BibTeX and Chinese names

As wonderful as BibTeX is, it’s always bothered me that it formats non-initial names as “First Last” even when they’re Chinese names (or Japanese, etc., but most of the citations I use are Chinese), which customarily put the surname first. “But how would BibTeX know that the name’s Chinese?” you ask. Actually, it’s nothing magical, I stick the actual characters into my bibliography file. E.g., Author = {Ikeda, Takumi \TC{池田巧}}, where \TC means “use a traditional chinese font” (defined in my XeLaTeX file). If only I could get BibTeX to check if the name includes that string, and handle it differently….

WARNING: the following code is in a language that uses Reverse Polish notation. Viewers who might be offended by RPN should not view this program.

As it turns out, the fix is quite simple. Just add a function to your .bst file:

STRINGS{text}
FUNCTION{cjk.contains}
{ 'text :=
  #0
	{ text empty$ not }
	{ text #1 #3 substring$ duplicate$ "\SC" = swap$ "\TC" = or
	  { pop$
		#1
		"" 'text :=
	  }
	  {
		text #2 global.max$ substring$ 'text :=
	  }
	if$
	}
  while$
}

And then, where the file calls format.name$, you can add an if statement to see if it contains Chinese or not. So, this:

s nameptr "{ff~}{vv~}{ll}{, jj}" format.name$

would turn into this:

s nameptr
	s nameptr "{ff}" format.name$ cjk.contains
      { "{vv~}{ll}{~ff}{, jj}" }
      { "{ff~}{vv~}{ll}{, jj}" }
    if$
format.name$

Neat, huh? By the way, BibTeX doesn’t define the boolean function not, so if your .bst file doesn’t define it you’ll have to add that in. For a down-and-dirty guide to BibTeX, check out this link:

http://www.lsv.ens-cachan.fr/~markey/BibTeX/doc/ttb_en.pdf

Or more generally, this page:

http://www.lsv.ens-cachan.fr/~markey/bibla.php

Update on 2012 August 2: Wow, I can barely read my own code anymore! Let me try to clarify:

First, the code assumes that (1) you have identified all your CJK text using your custom commands \TC{ or \SC (if you use different commands you should change the code accordingly), and (2) any author in your bibliography file whose first name contains either of the strings \TC{ or \SC should be formatted with the last name first.

Now we look at the function with some comments added:

STRINGS{text} %% define "text" as a variable
FUNCTION{cjk.contains} %% the name of this function is "cjk.contains"
{ 'text := %% store whatever value is on the top of the stack in "text"
  #0 %% return 0 (false) unless the following code changes that

	{ text empty$ not }
	%% the condition for the "while" loop: while text is not empty...
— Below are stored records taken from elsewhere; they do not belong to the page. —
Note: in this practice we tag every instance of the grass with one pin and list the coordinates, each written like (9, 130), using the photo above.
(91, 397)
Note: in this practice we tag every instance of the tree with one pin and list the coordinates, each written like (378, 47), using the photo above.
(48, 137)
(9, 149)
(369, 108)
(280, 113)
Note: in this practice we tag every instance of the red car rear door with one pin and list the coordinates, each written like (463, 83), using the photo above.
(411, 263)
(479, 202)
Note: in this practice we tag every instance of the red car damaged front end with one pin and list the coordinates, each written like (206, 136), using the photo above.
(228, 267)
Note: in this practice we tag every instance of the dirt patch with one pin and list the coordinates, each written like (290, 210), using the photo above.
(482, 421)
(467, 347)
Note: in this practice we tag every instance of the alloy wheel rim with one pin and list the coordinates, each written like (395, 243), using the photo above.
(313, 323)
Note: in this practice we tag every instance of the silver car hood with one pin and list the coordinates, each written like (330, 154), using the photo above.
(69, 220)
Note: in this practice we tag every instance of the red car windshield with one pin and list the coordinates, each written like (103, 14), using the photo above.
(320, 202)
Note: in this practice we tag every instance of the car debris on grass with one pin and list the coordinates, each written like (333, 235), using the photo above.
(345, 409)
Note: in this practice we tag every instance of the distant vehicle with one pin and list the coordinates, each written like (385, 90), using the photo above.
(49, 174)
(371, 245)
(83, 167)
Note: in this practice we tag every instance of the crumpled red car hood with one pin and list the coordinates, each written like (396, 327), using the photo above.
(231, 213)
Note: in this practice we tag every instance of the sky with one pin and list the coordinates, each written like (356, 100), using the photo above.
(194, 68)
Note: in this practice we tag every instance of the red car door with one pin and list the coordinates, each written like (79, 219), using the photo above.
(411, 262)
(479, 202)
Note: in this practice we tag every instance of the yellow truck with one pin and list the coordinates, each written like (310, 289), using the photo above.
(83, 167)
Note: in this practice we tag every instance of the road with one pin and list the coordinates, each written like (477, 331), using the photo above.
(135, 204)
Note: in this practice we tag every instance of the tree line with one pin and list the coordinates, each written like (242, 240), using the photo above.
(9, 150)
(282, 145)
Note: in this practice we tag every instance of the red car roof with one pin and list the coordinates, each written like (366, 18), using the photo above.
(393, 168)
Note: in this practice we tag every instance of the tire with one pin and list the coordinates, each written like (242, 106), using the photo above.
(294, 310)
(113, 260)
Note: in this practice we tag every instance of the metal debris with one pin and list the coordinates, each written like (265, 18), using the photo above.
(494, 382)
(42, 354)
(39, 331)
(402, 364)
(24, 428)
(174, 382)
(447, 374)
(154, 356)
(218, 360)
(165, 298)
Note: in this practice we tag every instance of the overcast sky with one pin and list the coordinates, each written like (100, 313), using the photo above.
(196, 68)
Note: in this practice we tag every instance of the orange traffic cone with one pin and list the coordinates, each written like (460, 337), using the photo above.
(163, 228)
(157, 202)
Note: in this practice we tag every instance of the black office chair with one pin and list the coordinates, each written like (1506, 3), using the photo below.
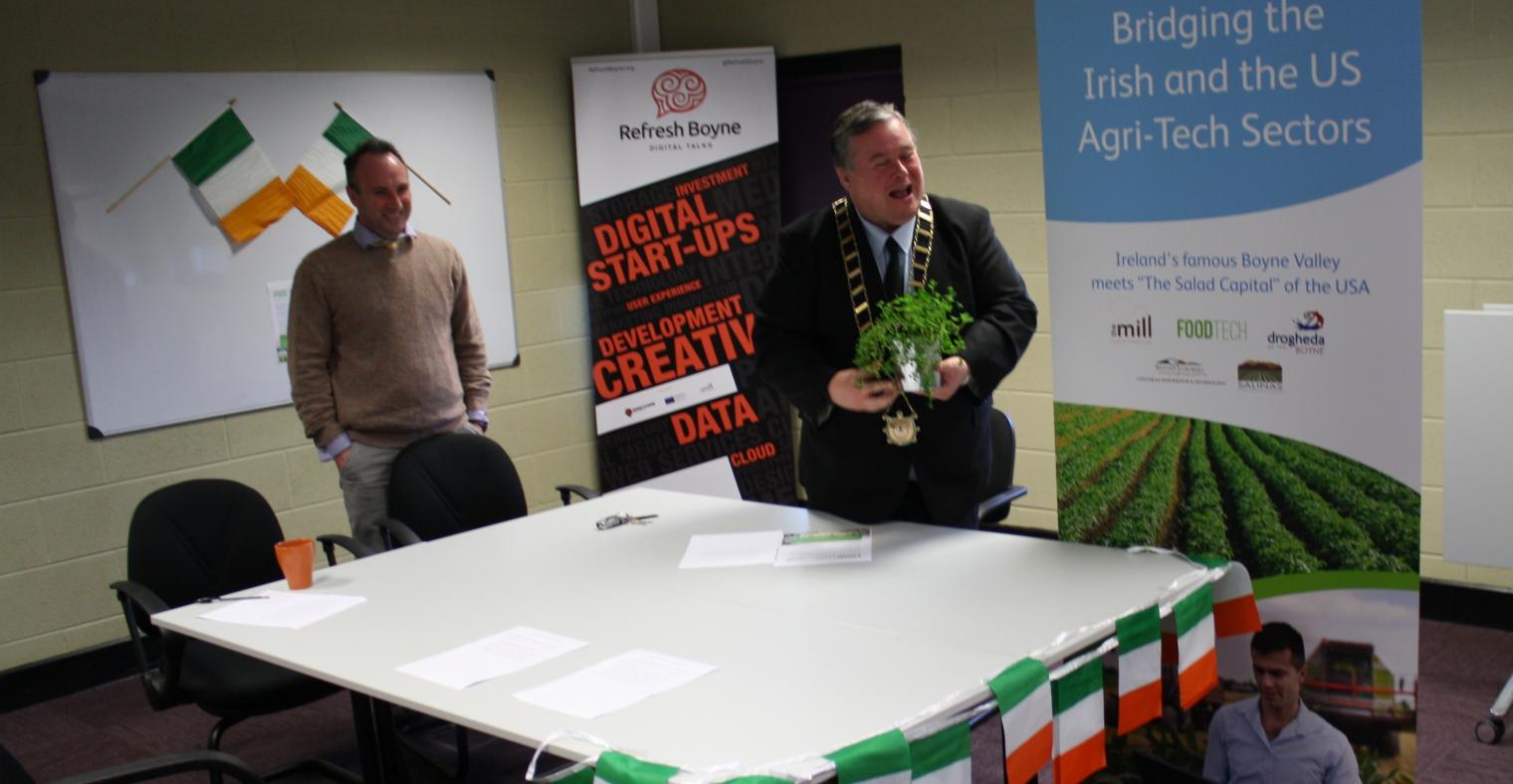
(1000, 490)
(445, 485)
(208, 537)
(153, 768)
(451, 484)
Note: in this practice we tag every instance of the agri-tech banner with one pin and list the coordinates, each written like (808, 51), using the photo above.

	{ text #1 #3 substring$ duplicate$ "\SC" = swap$ "\TC" = or
	%% the "if" clause: if the first through third characters of "text"
	%% equals "\SC" or "\TC" (we have to duplicate and swap
	%% because we do two equality tests, and then "or" them)
	  { pop$ %% get rid of the 0
		#1 %% and put 1 (true) on the stack
		"" 'text := %% set "text" to empty
	  }
	  {
		text #2 global.max$ substring$ 'text :=
		%% if "text" does not start with "\SC" or "\TC",
		%% delete the first character and try again
	  }
	if$
	}
  while$
}

And now for the formatting code: s nameptr "{ff}" format.name$ extracts only the “first name” portion of the name and passes it to cjk.contains. If it returns true we order the last name before the first name, with no comma in between; otherwise we use the same format as before. So basically this format string

"{ff~}{vv~}{ll}{, jj}"

gets surrounded by a giant “if” clause, like so:

	s nameptr "{ff}" format.name$ cjk.contains
      { "{vv~}{ll}{~ff}{, jj}" }
      { INSERT ORIGINAL FORMAT STRING HERE }
    if$

If this is still too abstract, perhaps a concrete example will help: I have now posted both the original and modified bst file that I used for my dissertation, which follows the Linguistic Inquiry stylesheet:

linquiry2.bst

linquiry2-cjk.bst

Hopefully people out there will find this useful!